Lo Stretto di Hormuz e quello di Malacca sono i più importanti al mondo sotto il profilo strategico. E gli Usa non possono cedere spazio alla Cina
È difficile negare la presenza di numerose costanti di natura geopolitica all’interno della storia. Fra queste certamente vi è l’importanza del controllo dei mari e degli stretti, in particolare sia per il consolidamento della egemonia economica che per quella militare. A tale proposito, ieri come oggi l’egemonia di numerosi nazioni come gli Stati Uniti o la Cina passa proprio attraverso gli snodi strategici o zone di passaggio obbligate attraverso le quali circola il commercio mondiale. Tra queste vi sono certamente gli stretti di Hormuz e di Malacca. Dal primo passa un quinto del petrolio mondiale e cioè circa 13 milioni di barili al giorno, fondamentali per l’economia petrolifera del Golfo Persico e quindi altrettanto fondamentali per la distribuzione del greggio sia in Oriente che in Occidente; questo stretto è controllato fondamentalmente dall’Iran, anche se dal punto di vista del diritto marittimo lo Stretto di Hormuz rientra nella giurisdizione dell’Oman e degli Emirati Arabi Uniti.
Non è un caso infatti che negli ultimi anni Teheran abbia minacciato di bloccarlo, minaccia che si è ulteriormente aggravata a causa del conflitto in Yemen nel quale le relazioni tra Iran e Arabia Saudita sono particolarmente tese.
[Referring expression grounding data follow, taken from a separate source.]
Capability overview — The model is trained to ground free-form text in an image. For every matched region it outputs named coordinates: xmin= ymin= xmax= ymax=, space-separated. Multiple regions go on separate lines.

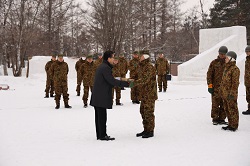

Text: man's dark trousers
xmin=94 ymin=106 xmax=107 ymax=139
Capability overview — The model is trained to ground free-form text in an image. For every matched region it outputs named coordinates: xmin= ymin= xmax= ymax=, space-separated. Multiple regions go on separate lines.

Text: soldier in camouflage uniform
xmin=75 ymin=56 xmax=86 ymax=96
xmin=119 ymin=54 xmax=128 ymax=90
xmin=220 ymin=51 xmax=240 ymax=131
xmin=131 ymin=53 xmax=158 ymax=138
xmin=128 ymin=51 xmax=140 ymax=104
xmin=207 ymin=46 xmax=228 ymax=125
xmin=80 ymin=55 xmax=96 ymax=108
xmin=112 ymin=57 xmax=122 ymax=105
xmin=44 ymin=54 xmax=56 ymax=98
xmin=94 ymin=53 xmax=103 ymax=68
xmin=50 ymin=54 xmax=72 ymax=109
xmin=242 ymin=46 xmax=250 ymax=115
xmin=155 ymin=53 xmax=170 ymax=92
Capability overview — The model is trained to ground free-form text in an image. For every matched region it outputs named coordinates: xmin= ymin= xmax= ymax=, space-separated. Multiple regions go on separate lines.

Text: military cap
xmin=58 ymin=54 xmax=64 ymax=57
xmin=218 ymin=46 xmax=228 ymax=54
xmin=226 ymin=51 xmax=237 ymax=60
xmin=133 ymin=51 xmax=139 ymax=54
xmin=86 ymin=55 xmax=93 ymax=59
xmin=245 ymin=45 xmax=250 ymax=52
xmin=139 ymin=50 xmax=150 ymax=55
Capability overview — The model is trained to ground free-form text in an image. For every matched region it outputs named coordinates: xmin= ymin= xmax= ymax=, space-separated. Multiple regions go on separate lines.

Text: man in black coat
xmin=90 ymin=50 xmax=130 ymax=141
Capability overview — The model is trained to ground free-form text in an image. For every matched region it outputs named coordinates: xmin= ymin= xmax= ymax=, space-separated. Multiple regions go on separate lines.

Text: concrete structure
xmin=178 ymin=26 xmax=247 ymax=82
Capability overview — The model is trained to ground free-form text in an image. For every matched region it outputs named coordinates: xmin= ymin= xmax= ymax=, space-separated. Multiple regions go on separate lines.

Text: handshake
xmin=115 ymin=77 xmax=135 ymax=88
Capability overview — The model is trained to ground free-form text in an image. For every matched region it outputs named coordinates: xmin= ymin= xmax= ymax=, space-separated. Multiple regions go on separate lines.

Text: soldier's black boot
xmin=116 ymin=99 xmax=123 ymax=106
xmin=242 ymin=110 xmax=250 ymax=115
xmin=65 ymin=105 xmax=72 ymax=108
xmin=222 ymin=125 xmax=237 ymax=132
xmin=50 ymin=94 xmax=54 ymax=97
xmin=55 ymin=104 xmax=60 ymax=109
xmin=44 ymin=94 xmax=49 ymax=98
xmin=132 ymin=100 xmax=140 ymax=104
xmin=77 ymin=92 xmax=80 ymax=96
xmin=84 ymin=104 xmax=88 ymax=108
xmin=142 ymin=131 xmax=154 ymax=138
xmin=159 ymin=89 xmax=162 ymax=92
xmin=163 ymin=88 xmax=167 ymax=92
xmin=136 ymin=131 xmax=146 ymax=137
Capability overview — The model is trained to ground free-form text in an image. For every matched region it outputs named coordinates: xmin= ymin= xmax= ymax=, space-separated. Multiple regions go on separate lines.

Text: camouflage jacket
xmin=206 ymin=56 xmax=225 ymax=91
xmin=220 ymin=61 xmax=240 ymax=100
xmin=75 ymin=58 xmax=85 ymax=72
xmin=135 ymin=58 xmax=158 ymax=101
xmin=112 ymin=63 xmax=121 ymax=77
xmin=245 ymin=56 xmax=250 ymax=87
xmin=94 ymin=58 xmax=103 ymax=68
xmin=155 ymin=57 xmax=170 ymax=75
xmin=128 ymin=57 xmax=140 ymax=79
xmin=45 ymin=59 xmax=55 ymax=79
xmin=119 ymin=57 xmax=128 ymax=76
xmin=50 ymin=60 xmax=69 ymax=85
xmin=80 ymin=61 xmax=96 ymax=86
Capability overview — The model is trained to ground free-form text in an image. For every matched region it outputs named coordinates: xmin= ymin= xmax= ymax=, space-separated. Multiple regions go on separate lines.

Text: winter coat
xmin=128 ymin=57 xmax=140 ymax=79
xmin=45 ymin=59 xmax=55 ymax=80
xmin=135 ymin=58 xmax=158 ymax=101
xmin=94 ymin=58 xmax=103 ymax=68
xmin=245 ymin=56 xmax=250 ymax=87
xmin=90 ymin=60 xmax=129 ymax=109
xmin=220 ymin=61 xmax=240 ymax=100
xmin=119 ymin=57 xmax=128 ymax=76
xmin=50 ymin=60 xmax=69 ymax=86
xmin=155 ymin=57 xmax=170 ymax=75
xmin=112 ymin=63 xmax=121 ymax=77
xmin=207 ymin=56 xmax=225 ymax=92
xmin=75 ymin=58 xmax=85 ymax=72
xmin=80 ymin=61 xmax=96 ymax=86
È una situazione che da un punto di vista strategico viene definita di assedio e di contro-assedio, poiché da un lato l’Arabia Saudita e i suoi alleati danneggiano l’Iran in Yemen, mentre Teheran cerca di reagire penalizzando gli interessi di questi paesi proprio nello stretto di Hormuz.
Per quanto riguarda invece lo Stretto di Malacca, che unisce l’Oceano Indiano con il Pacifico, è utile ricordare che attraverso questo stretto passa il 50% del traffico marittimo mondiale. Proprio per questa ragione non deve sorprendere che qualunque azione posta in essere dalla Cina in questo contesto sia letta con timore da paesi come il Giappone e come le Filippine, ma soprattutto dagli Stati Uniti, che hanno rivolto la loro proiezione di potenza negli ultimi anni all’Indo-Pacifico. A tale proposito sia Cina che Stati Uniti hanno ormai da tempo fortissime tensioni proprio perché intendono controllare il Mar Cinese meridionale.
Ecco dunque come ancora una volta la strategia di assedio e contro-assedio serio giochi un ruolo fondamentale allo scopo di controllare gli snodi strategici per esercitare pressioni sull’avversario, sia per indebolirlo sia per consolidare o ampliare la propria posizione egemonica.
Un altro esempio altrettanto significativo è quello relativo all’annessione della Crimea da parte della Russia: questa postura offensiva da un lato ha determinato l’embargo e le sanzioni economiche da parte dell’Ue e dall’altro lato ha indotto la Nato a rafforzare il proprio posizionamento militare attraverso un vero e proprio accerchiamento a scopo di deterrenza proprio sulle frontiere russe, determinando da parte del Cremlino una reazione di contro-assedio ad esempio in Siria. Ebbene, le continue pressioni esercitate da parte della Nato sui confini russi stanno infatti inducendo la Russia ad attuare azioni di contro-assedio come quelle in Libia.
In ultima analisi, al di là dei cambiamenti di leadership politica – come quello recentemente avvenuto negli Stati Uniti – esistono direttrici poste in essere nel campo della politica estera da parte degli Stati che sono in gran parte delle invarianti o costanti che molto difficilmente possono essere modificate, se non a danno di chi compie queste modifiche e a beneficio dei propri avversari. Se ad esempio la postura offensiva attuata da Trump e dal segretario di Stato Mike Pompeo nell’Indo-Pacifico dovesse venire meno – cosa che riteniamo assai improbabile – ciò non farebbe altro che avvantaggiare non solo la proiezione di potenza cinese nell’Indo-Pacifico, ma finirebbe per consolidare la Nuova Via della seta cinese.